Na belíssima balada "Oh Well", a que mais faz relembrar os tempos de "Tidal", reclama que recebe como pagamento por sua "calma afeição" um olhar que perscruta as imperfeições e julga com olhar severo: "When I was watching you with calm affection / You were searching out my imperfections...". E depois completa com um refrão ao mesmo tempo doloroso de decepção e banhado em raiva: "What wasted unconditional love / On somebody who doesn't believe in this stuff!".

O bom é que uma certa dose de bom-humor vem salvar a música de Fiona de ser piegas, sentimentalóide ou choramingas. Em "Get Him Back", por exemplo, ela narra suas desventuras com uma série de sujeitos que demole com expressões cáusticas e desdenhosas, até cometer um verso adorável, talvez o mais applesco dos versos de Fiona Apple, o que melhor define sua música e seus sentimentos: "I think he let me down when he didn't disappoint me!"...

"I'm good at being uncomfortable", canta na faixa-título, num verso ao mesmo tempo divertido e melancólico, "so I can't stop changing all the time". Fiona Apple é isso: uma garota que parece sempre insatisfeita e que, exatamente por isso, está sempre se mexendo e se transformando e tentando se auto-superar. Em "Please Please Please", canta com uma certa ironia: "Nós podemos ouvir nosso triste cérebro gritando: 'Nos dê algo familiar, algo similar ao que já conhecemos! Algo que vá nos deixar estagnados! Parados, parados, indo a lugar nenhum...". Com "Extraordinary Machine", ela não atendeu ao desejo desse "triste cérebro coletivo": nos deu um disco aventureiro, ousado, maduro, diferente de tudo o que se pode ouvir hoje em dia, inclassificável e inimitável. Eis um disco que possui uma beleza sem pompa e sem fogos de artifício, mas que acaba tendo a capacidade de durar bem mais do que as belezas de espetáculo.

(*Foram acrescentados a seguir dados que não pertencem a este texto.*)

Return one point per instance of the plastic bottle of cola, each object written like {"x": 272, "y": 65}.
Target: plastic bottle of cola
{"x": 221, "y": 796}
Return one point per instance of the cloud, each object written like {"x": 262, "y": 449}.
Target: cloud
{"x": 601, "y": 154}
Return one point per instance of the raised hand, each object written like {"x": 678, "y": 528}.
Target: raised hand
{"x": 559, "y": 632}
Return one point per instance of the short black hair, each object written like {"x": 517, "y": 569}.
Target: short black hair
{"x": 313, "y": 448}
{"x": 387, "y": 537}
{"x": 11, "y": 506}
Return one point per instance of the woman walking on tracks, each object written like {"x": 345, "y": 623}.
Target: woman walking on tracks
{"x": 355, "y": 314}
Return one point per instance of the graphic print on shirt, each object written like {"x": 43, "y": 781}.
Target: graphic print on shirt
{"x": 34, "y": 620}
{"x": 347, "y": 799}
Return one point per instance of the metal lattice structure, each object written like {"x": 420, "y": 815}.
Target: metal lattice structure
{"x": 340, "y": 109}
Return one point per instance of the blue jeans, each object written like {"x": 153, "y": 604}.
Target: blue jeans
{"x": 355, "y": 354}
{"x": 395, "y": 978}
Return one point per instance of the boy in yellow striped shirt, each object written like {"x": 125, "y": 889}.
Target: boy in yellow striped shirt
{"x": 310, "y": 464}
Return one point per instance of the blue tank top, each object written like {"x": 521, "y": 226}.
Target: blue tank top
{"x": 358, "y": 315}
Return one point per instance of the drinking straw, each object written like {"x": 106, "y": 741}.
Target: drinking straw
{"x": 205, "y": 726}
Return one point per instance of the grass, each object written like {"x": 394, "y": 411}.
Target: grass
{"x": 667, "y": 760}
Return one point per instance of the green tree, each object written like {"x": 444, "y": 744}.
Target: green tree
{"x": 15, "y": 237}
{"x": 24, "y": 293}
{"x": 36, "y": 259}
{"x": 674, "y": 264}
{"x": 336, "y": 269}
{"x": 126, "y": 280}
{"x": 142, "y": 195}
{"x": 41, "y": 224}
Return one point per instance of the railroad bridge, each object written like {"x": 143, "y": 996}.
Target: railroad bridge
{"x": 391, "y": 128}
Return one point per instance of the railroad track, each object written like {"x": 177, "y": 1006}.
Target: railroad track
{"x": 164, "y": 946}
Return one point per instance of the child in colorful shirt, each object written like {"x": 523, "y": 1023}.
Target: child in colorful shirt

A arte de Fiona Apple também tem uma característica essencial: é extremamente pessoal. O que está em jogo aqui não é uma tentativa de fazer sucesso, ganhar rios de dinheiro, agradar o público a qualquer preço: tudo o que Fiona quer é expressar tudo o que vai dentro de sua alma, como grande artista que é, inclusive (e sobretudo...) as melancolias, as frustrações, os segredos íntimos, as feridas abertas... Rilke dizia que somente uma obra de arte que nasce por NECESSIDADE VITAL é realmente boa, uma idéia com a qual eu sempre concordei. Fiona Apple me parece ser um bom exemplo: tudo que ela canta parece ser de extrema importância para ela, de modo que ela nunca solta um verso sequer que não tenha um significado pessoal ou um impacto emocional para ela. Essa música, que Fiona faz mais pra si mesma do que para os outros, parece ser mesmo como um tubo de oxigênio que ela, submersa a maior parte do tempo, usa para conseguir continuar respirando, e que nos ajuda, também, a lançar ar puro para nossos pulmões.